Vaccine's are a touchy issue because there has been an influx of anti-vaxxers and people becoming increasingly vocal in stepping out against vaccinating children.
Public health experts are also concerned that the small group of anti-vaxxers will take advantage of the small study such as this one, as proof that vaccines are a danger to people.
"We don't want people to panic over this headline. Get your flu shot, it's safe," said Dr. Laura Riley, an obstetrician at Massachusetts General Hospital and Harvard Medical School.
Earlier, the same study was conducted by the same group of vaccine experts, and there was no evidence to support that the flu vaccine is a danger to expecting mothers.
"The open publication of the story shows there's no cover-up and proves that public health agencies are watching out for vaccine safety," said Dr. Amanda Cohn, senior adviser for vaccines at the CDC.
She continued to say that this study highlights how strong vaccine safety surveillance is.
"This is exactly the type of signal that we see because we do such a diligent job focusing on flu vaccine safety. Clearly, we need to study this more," she said.

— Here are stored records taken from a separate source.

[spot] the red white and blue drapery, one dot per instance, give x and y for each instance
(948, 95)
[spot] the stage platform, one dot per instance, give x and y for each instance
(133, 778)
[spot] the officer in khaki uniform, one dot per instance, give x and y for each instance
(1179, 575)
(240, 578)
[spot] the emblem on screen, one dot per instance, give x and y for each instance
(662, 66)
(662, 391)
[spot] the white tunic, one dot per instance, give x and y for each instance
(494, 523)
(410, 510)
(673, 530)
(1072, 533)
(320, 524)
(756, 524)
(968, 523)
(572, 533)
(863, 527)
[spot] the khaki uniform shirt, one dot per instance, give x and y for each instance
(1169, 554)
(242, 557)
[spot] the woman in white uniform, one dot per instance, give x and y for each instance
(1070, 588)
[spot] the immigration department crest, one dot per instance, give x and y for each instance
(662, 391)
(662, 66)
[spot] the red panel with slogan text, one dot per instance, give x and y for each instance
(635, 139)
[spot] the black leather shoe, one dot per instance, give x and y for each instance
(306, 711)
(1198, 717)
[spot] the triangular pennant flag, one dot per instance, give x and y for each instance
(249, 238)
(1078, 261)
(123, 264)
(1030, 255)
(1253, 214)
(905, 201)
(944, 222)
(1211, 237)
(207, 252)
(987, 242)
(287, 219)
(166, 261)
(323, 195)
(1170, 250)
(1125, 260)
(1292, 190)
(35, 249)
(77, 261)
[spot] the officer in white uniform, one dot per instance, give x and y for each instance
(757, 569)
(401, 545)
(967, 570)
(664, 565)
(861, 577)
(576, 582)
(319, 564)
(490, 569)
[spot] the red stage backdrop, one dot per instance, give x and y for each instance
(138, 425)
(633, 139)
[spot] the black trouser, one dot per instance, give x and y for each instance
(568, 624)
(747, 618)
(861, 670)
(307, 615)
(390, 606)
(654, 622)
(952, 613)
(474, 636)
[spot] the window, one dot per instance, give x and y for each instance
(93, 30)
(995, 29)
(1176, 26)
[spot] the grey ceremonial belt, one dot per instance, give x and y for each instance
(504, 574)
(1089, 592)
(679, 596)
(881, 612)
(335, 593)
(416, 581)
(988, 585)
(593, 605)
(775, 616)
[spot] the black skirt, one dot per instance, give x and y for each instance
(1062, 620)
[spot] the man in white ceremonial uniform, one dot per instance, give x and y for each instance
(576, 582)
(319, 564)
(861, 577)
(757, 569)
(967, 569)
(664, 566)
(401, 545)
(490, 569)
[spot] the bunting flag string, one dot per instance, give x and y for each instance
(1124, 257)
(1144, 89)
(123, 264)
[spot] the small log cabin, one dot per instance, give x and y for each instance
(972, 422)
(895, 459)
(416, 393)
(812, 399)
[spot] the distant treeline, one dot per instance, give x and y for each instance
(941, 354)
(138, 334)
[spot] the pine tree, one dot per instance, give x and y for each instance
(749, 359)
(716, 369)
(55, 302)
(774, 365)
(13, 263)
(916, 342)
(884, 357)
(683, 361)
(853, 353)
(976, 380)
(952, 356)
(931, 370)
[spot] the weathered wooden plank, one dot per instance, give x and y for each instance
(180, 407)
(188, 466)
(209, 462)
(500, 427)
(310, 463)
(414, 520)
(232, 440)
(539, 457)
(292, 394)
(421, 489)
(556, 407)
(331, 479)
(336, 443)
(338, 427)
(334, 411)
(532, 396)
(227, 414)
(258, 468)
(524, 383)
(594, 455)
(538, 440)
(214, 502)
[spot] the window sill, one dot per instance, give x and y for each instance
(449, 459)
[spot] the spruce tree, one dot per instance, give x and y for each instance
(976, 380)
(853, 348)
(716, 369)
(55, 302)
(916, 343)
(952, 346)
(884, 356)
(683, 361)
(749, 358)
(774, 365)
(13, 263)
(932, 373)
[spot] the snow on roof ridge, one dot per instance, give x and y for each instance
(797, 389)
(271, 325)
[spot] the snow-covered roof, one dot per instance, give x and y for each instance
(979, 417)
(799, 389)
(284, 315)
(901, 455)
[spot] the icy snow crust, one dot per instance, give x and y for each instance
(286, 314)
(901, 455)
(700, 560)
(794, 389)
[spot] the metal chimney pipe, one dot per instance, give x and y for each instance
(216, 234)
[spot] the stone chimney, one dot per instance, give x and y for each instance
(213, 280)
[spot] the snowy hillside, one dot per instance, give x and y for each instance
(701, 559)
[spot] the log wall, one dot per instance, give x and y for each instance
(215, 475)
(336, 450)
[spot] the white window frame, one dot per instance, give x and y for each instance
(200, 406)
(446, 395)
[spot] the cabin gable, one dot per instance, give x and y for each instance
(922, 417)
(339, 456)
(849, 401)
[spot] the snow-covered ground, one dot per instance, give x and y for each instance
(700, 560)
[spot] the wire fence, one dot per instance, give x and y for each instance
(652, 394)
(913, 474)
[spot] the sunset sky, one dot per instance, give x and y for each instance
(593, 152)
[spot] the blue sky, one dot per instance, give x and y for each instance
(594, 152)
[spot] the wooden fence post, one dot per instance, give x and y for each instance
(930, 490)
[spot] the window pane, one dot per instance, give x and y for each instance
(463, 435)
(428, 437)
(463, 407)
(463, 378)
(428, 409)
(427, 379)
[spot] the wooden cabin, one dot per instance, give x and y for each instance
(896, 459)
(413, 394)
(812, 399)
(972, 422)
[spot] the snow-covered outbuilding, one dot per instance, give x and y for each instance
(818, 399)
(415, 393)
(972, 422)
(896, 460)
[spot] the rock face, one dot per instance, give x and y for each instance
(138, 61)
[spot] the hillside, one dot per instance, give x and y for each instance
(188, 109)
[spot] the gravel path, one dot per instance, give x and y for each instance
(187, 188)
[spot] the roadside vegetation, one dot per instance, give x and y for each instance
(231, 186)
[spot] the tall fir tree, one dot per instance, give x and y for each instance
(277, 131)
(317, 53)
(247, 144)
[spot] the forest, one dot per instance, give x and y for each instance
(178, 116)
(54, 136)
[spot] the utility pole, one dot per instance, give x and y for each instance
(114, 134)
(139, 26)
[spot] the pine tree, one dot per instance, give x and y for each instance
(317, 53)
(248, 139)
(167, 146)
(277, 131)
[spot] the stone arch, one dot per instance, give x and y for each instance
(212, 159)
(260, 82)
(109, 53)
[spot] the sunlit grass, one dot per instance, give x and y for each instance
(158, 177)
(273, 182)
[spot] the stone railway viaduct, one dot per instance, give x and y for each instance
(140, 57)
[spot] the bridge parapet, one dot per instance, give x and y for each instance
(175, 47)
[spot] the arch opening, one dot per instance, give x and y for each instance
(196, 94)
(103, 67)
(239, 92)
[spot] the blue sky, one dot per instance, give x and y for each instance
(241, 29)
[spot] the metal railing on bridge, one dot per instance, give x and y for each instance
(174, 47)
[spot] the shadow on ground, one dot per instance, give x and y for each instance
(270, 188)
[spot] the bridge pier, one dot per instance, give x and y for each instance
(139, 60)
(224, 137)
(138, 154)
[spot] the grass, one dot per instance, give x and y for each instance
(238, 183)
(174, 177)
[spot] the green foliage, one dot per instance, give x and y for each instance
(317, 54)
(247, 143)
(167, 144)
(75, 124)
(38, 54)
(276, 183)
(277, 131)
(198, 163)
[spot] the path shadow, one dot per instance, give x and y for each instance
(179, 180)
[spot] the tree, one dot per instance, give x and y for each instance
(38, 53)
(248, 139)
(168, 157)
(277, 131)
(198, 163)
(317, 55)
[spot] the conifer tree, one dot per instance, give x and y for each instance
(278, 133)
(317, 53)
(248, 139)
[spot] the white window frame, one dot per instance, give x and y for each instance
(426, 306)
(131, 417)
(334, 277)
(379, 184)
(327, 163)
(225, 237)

The study included 485 women who had miscarriages in 2010, 2011 and 2012. They've compared them to 485 pregnant women who did not.
In their findings, they found that those who had been vaccinated against the flu 28 days before the miscarriage, and in the first trimester of pregnancy, were more likely to have had a miscarriage. When looking closely at the data, the Marshfield team found this only held amongst women who had also been vaccinated the previous flu season. And, it was only women who got the H1N1 vaccine; which was introduced in 2009.
“We didn’t expect to have these results at all,” said Donahue.